Search code examples
javaderby

Creating a User Defined Aggregate function in Apache Derby


I need to create a User Defined Aggregate (UDA) function in Derby (specifically, a Variance function), but I'm kinda stuck with the proper way to write it.

So far, I have the "template" for the UDA:

public class Variance<V extends Comparable<V>> implements Aggregator<V,V,Variance<V>> {
    private ArrayList<V> _values;
    public Variance() {/*Empty constructor*/}
    public void init() {_values = new ArrayList<V>(); }
    public void accumulate(V v) { _values.add(v); }
    public void merge(Variance<V> o) { _values.addAll(o._values); }
    public V terminate() {
        // Here is my issue!!!
    }
}

The issue I'm facing is this: To compute the variance I need to calculate something like this:

V sum, sumSq;
int n = _values.size();
if(n <= 0)
    return null;
// Initialize sum and sumSq to "zero"
for(V v : _values) {
    sum += v; // Or somehow add v to sum
    sumSq += Math.pow(v, 2); // Or somehow add (v^2) to sumSq
}
return (sumSq - n * Math.pow(sum / n, 2)) / n;

... but I don't know how to tell that this is only valid for numeric types (integer, decimal or floating-point values).

I think I'm missing something in my code, but I don't know if there's a way to tell this program that V is numeric, and thus, I can use arithmetic operations on values of type V.

So, the specific questions are:

  • Is there a way to perform this operations (addition, substraction, product, power) on the values?
  • Should I change the definition of V (somewhat making it extend a "numeric" class, like Double)?

Solution

  • Looking at Derby's data types:

    DECIMAL = java.math.BigDecimal
    INTEGER = java.lang.Integer
    FLOAT = java.lang.Float or java.lang.Double 
    

    FLOAT will convert to different Java objects depending on the precision you specify when you create it, the default being java.lang.Double

    Adding numbers

    The first problem you have is simply summing values together (lots of bad operand types for binary operator '+' errors). Also even if you could get Integer, Float and Double to work you would find that because BigDecimal does not map directly to a Java primitive it does not work with the standard primitive arithmetic operators and because of this has it's own add method on the object.
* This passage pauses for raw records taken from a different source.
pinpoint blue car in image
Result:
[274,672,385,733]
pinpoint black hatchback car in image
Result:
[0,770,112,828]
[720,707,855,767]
    To quote, Mark Peters answer to a similar issue;

    There are ways you can hack this together but in all honestly, generics is simply not the way to go here. Build a method for each concrete primitive wrapper type and implement them separately. It'll be way too much of a headache to make it generic; arithmetic operations can't happen generically.

    Squaring values

    The second problem you have is that you are using the power method.

    Math.pow() works with double arguments - so Integer or Double calculations should be okay. Float may display unexpected results as converting a float to a double can result in strange extra digits in the converted value.

    The result type for Math.pow is a Double, which you could workaround by defining your Aggregator so that the terminate method result type is always a Double, e.g.:

    public class Variance<V extends Number & Comparable<V>> 
        implements Aggregator<V, Double, Variance<V>> {
    

    As we have seen before BigDecimal is a little different to the others and has its own pow() method whose result type is a BigDecimal value.

    Conclusion

    Given the above I would suggest that don't attempt a generic solution but instead implement multiple variance aggregators for each class type that you want to support. e.g. your could implement something like:

    Aggregator<Integer, Double, Variance<Integer>>
    Aggregator<Double, Double, Variance<Double>>
    Aggregator<Float, Double, Variance<Float>>
    Aggregator<BigDecimal, BigDecimal, Variance<BigDecimal>>